India has signed an amorphous deal and secured access to the key Port of Duqm in Oman for military use and logistical support. The Port of Duqm is situated on the southeastern seaboard of Oman, overlooking the Arabian Sea and the Indian Ocean.
Misreported as "strategic" ‘game-changer’:
- Since India has no foreseeable plan or strategy, and is not backed up by a booming economy, this port-pact ‘game-changes’ nothing, adds no ‘strategic’ anything to anyone in the foreseeable future.
- This is not the first overseas stationing pact that India has signed, all of which with the benefit of hindsight were ill-conceived, based on both wishful thinking and an overestimation of our capabilities and clout.
- First off the mark were India's bases at Ayni and Farkhor in Tajikistan. One was used to supply our friends and allies in Afghanistan and the other ostensibly to station Mig-29 combat aircraft, to create a second front against Pakistan or provide air cover to Afghanistan.

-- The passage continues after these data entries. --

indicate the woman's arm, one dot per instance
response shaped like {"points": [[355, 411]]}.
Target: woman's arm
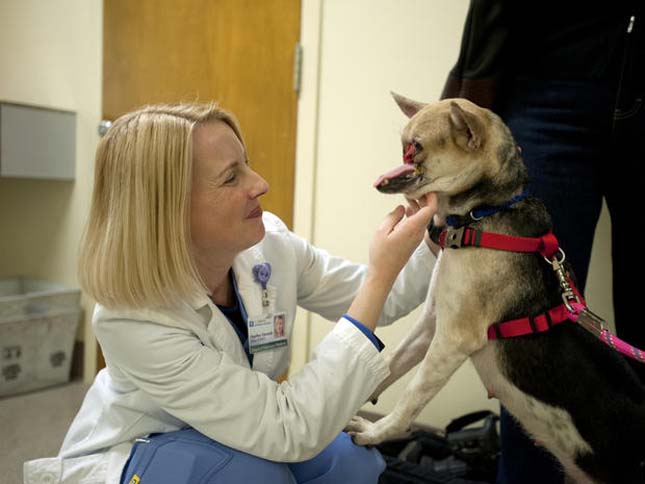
{"points": [[392, 246]]}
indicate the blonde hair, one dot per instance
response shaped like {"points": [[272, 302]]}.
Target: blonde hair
{"points": [[136, 248]]}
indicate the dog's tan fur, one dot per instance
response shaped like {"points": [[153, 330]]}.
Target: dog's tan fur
{"points": [[463, 146]]}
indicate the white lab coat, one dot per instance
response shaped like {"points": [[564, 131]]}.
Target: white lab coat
{"points": [[168, 369]]}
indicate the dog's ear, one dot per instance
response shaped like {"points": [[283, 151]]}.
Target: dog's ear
{"points": [[467, 129], [408, 106]]}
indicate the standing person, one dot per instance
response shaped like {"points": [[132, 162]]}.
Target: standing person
{"points": [[185, 267], [568, 78]]}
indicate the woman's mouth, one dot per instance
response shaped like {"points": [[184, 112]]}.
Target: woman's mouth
{"points": [[257, 212]]}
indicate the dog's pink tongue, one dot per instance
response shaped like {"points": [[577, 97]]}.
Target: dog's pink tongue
{"points": [[398, 171]]}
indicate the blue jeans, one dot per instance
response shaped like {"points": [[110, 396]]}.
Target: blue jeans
{"points": [[188, 457], [580, 145]]}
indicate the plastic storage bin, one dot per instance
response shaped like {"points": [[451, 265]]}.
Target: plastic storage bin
{"points": [[38, 322]]}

- Tajikistan, being a landlocked country, supply routes to it dependent on either Chinese or Iranian cooperation. It was to cement the overland route that India started its plans at Chahbahar.
- Chahbahar was meant to represent an intersection of many plans, including energy security and supplying Afghanistan, hopefully providing a neutral conduit for US supplies if and when the Iran-US rapprochement happened.
Need a better Planning:
- To date, Chahbahar has yet to be properly connected up to the Delaram-Zaranj highway with a patchy road network running north from Chahbahar to Iranshahr, Zahedan and Zabol, from where the Iranian A71 highway ends abruptly as the Indian-built highway on the other side is something of a dirt track.
- From this point on, one basically enters Taliban territory, the Indian-built road being a great gift for Taliban logistics and fundraising by extorting taxes on traffic.
- If the Chahbahar-Delaram-Zaranj-Ayni-Farokhor chain was a case of bad planning, with wishful thinking replacing astute analysis, geography and spadework, Qatar and Duqm represent no planning at all, with presumably much money sunk into academic conferences to confer post-facto strategic foresight on them.
- If it is possible to use such a port without absolute extraterritoriality as the US enjoys in Qatar, Okinawa and Diego Garcia, then this is an asset; otherwise not.